Stupeur et incompréhension des quelques personnes présentes dans le minuscule tribunal de Ghardaïa après le report expéditif de l’énoncé du verdict dans le procès de Salim Yezza, le militant amazigh, poursuivi pour «incitation à la violence et incitation à la haine». En effet, cela n’a pas pris plus de 30 secondes entre l’appel du prévenu et le prononcé du juge, l’informant du report du verdict à la semaine prochaine, à savoir mardi 7 août.

Pris de court et ne s’attendant pas à une telle tournure de son procès, Salim Yezza regardait de tous les côtés, cherchant du regard un réconfort de la part de ses avocats qui étaient tous absents. Le seul à être arrivé, et encore en retard, bien après le prononcé par le juge du report du verdict, est Maître Noureddine Ahmine. Son frère, qui était dans la salle aux côtés du coordinateur national du MDS, Hamid Ferhi, semblait abasourdi par l’annonce du report, ne s’expliquant pas les raisons l’ayant motivée.
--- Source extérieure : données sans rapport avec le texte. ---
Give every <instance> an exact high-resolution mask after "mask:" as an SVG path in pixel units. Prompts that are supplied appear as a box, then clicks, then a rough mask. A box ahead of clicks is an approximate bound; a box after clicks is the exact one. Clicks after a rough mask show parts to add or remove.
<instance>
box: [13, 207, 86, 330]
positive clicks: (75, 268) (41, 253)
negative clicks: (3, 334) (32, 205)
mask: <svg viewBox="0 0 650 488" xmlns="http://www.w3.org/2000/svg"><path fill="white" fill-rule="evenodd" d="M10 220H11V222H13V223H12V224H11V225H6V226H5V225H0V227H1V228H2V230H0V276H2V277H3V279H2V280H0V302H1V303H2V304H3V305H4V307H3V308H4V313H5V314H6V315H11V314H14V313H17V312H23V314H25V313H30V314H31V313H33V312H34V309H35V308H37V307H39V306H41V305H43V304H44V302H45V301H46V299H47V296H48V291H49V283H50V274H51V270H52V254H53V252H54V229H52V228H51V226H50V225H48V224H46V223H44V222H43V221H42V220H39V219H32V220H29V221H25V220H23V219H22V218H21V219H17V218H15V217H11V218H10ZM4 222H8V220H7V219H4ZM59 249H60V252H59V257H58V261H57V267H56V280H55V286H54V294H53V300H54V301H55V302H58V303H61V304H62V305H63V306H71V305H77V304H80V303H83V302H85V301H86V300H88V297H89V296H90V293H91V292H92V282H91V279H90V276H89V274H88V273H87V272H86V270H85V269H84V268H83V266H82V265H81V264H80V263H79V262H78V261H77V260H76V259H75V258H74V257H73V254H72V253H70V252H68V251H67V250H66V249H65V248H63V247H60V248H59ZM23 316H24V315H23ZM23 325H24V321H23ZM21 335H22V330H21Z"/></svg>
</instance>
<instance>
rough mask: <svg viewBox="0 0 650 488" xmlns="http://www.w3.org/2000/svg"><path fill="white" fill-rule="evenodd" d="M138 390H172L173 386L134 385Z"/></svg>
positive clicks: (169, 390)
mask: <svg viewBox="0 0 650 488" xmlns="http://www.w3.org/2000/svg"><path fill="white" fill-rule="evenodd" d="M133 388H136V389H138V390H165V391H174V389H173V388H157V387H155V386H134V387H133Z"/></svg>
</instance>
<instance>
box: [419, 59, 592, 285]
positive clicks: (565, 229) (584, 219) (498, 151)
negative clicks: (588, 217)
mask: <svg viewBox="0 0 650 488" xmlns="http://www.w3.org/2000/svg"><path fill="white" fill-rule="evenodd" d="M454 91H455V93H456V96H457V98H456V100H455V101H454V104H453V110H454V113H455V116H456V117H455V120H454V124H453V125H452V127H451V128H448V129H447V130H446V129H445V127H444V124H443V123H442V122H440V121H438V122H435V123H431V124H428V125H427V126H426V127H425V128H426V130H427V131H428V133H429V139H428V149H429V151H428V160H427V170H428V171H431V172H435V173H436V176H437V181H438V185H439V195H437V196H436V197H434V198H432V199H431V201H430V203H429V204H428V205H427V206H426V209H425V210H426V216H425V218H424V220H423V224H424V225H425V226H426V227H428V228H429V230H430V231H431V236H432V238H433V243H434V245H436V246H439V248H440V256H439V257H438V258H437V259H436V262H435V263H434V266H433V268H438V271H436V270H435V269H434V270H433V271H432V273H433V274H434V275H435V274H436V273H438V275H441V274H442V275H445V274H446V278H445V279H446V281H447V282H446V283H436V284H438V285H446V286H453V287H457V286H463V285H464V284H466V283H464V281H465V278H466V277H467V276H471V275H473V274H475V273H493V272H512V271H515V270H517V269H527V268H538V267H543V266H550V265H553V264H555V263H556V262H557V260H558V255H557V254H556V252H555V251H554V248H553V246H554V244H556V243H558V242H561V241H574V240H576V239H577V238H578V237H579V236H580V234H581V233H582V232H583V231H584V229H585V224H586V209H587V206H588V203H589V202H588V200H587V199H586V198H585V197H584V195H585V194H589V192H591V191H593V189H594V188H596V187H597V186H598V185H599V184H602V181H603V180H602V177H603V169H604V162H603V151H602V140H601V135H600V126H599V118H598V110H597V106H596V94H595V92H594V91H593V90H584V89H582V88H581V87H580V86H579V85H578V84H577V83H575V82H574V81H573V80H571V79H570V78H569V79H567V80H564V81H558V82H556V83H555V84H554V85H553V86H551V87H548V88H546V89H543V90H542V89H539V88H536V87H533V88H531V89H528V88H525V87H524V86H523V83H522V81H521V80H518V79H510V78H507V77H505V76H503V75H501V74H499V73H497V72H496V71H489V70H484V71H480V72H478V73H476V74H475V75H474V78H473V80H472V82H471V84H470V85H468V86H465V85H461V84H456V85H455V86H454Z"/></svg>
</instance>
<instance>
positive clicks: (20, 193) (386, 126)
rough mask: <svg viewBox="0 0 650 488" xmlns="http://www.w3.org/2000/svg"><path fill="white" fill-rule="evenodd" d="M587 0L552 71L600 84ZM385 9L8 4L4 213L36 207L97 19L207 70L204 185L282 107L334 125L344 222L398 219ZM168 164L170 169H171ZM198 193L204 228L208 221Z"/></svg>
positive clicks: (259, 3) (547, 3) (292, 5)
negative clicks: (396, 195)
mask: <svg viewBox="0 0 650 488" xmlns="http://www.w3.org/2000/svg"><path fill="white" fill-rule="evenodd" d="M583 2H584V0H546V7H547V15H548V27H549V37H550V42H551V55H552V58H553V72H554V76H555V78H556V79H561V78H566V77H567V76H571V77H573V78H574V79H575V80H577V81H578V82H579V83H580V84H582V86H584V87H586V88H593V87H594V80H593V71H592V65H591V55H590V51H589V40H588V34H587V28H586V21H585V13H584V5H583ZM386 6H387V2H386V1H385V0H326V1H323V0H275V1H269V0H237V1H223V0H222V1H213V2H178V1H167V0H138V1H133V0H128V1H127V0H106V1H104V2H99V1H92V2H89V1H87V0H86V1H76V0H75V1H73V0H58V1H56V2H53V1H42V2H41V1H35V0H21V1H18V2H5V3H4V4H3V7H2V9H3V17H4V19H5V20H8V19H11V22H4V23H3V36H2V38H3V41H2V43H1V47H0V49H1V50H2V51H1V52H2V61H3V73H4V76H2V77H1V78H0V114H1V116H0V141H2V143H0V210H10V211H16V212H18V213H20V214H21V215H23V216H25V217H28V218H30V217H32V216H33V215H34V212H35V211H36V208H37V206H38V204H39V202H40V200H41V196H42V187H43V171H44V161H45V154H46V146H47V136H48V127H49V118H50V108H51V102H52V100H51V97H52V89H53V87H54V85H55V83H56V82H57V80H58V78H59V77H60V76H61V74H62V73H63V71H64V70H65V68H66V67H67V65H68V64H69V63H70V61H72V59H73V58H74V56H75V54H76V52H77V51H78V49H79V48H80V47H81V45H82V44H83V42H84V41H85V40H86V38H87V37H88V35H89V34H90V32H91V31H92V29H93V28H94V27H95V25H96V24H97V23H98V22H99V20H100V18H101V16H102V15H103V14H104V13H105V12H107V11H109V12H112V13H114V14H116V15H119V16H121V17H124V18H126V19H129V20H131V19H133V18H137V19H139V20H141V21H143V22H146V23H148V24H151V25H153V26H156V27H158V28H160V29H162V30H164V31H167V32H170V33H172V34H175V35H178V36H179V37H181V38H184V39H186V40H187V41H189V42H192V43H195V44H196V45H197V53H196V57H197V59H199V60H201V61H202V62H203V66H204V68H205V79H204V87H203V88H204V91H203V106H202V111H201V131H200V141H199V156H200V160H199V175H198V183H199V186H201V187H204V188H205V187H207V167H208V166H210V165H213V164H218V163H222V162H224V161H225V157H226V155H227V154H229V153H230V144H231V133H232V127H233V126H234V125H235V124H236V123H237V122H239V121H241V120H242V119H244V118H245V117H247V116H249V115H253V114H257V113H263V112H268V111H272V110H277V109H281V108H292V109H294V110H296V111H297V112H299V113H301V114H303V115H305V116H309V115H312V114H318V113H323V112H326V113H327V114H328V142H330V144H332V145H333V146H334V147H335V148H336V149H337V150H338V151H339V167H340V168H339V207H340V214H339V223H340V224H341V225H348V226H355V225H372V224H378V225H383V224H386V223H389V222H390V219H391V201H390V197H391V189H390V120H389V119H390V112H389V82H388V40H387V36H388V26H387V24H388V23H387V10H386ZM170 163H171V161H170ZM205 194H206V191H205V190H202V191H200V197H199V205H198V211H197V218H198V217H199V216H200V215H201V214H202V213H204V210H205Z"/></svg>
C’est Maître Noureddine Ahmine qui lui donne une réponse toute juridique : «Le juge n’a pas à justifier sa décision, nous devons nous y conformer et attendre la semaine prochaine.» Interrogé quant au moral de Salim, le frère du détenu se plaint d’avoir été empêché d’aller lui rendre visite en prison. Ce n’est, selon lui, que «grâce à certaines interventions, que j’ai pu le voir». Puis il ajoute : «Cela fait deux semaines que mon frère est ici à Ghardaïa en prison, loin de notre famille à T’kout, dans la wilaya de Batna. Étant donné que je suis le seul à me déplacer ici pour le soutenir et l’approvisionner en quelques denrées, on ne m’a délivré qu’un seul billet de visite. Ce n’est pas normal, il vit en France et il n’a personne ici, il faut bien qu’un membre de sa famille puisse lui rendre visite régulièrement pour répondre à ses besoins élémentaires tant en denrées alimentaires qu’en médicaments. En tout cas, j’espère bien que mardi prochain sera la fin de cette angoissante affaire.»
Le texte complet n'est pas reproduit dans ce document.